The US sees a greater role for the Indian Navy in one of the world's busiest sea-lanes.

india Updated: May 23, 2006 15:12 IST

The US sees a greater role for the Indian Navy in the Malacca Straits region, one of the world's busiest sea-lanes, a top US admiral said Tuesday.

"Let me make it very clear - the US is not interested in patrolling the region. It is for the littoral states (of Malaysia, Singapore and Indonesia) to do so. India and Japan also have a more active role to play," Admiral Gary Roughead, commander of the US Pacific Fleet, said.

India and Japan are already conducting joint patrols in the region.

"Global prosperity depends on the free flow of commerce on the seas," Roughead said.

Some 50,000 vessels pass every year through the Malacca Straits, an 800-km long waterway that links Asia with the Middle East and Europe. It carries some 40 per cent of the world's trade, including 80 percent of South Korea's and Japan's oil and gas and 80 per cent of China's oil.

During his visit, Roughead met Defence Minister Pranab Mukherjee and the Indian Navy chief, Admiral Arun Prakash, to discuss greater interaction between the two navies.

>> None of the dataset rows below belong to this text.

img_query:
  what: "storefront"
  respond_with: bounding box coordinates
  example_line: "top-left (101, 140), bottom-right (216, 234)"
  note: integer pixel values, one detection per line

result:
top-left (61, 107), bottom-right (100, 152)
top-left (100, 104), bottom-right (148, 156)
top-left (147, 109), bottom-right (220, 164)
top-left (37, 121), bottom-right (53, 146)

"We will continue to advance our relationship. I believe we can do good things for our navies," he said, pointing out that the Indian Navy had been invited to depute observers for two major exercises - Valiant Shield and Rimpac - to be held in the Pacific later this year.

"We have also invited India to post a liaison officer at the Pacific Command headquarters (at Honolulu) and are awaiting a response on this," Roughead said.

The US admiral responded positively when asked whether the two navies had reached a stage of coordination.

"We enjoy a rather unique position in that we can come together at short notice (as happened in the wake of the December 26, 2004, killer tsunami)," he pointed out.

This was also reflected in the impromptu exercise conducted by the INS Viraat and USS Ronald Reagan aircraft carriers of the two navies off the Sri Lankan coast earlier this year.

"It wasn't planned. Ronald Reagan was transiting the area. Viraat was in the region. We got together for a quick exercise," the admiral said.

"As I often say - practice, practice, practice. Through exchange of methods, we will devise procedures that we both will benefit from," said Roughead, who spent two-and-a-half years of his childhood in Mumbai where his father, an executive with a US oil company, was posted.

"I was there from two-and-a-half to five. I was very young. All I remember is that the house we lived in seemed huge. I was very much taken in by the vastness and the beauty of the surroundings," he said.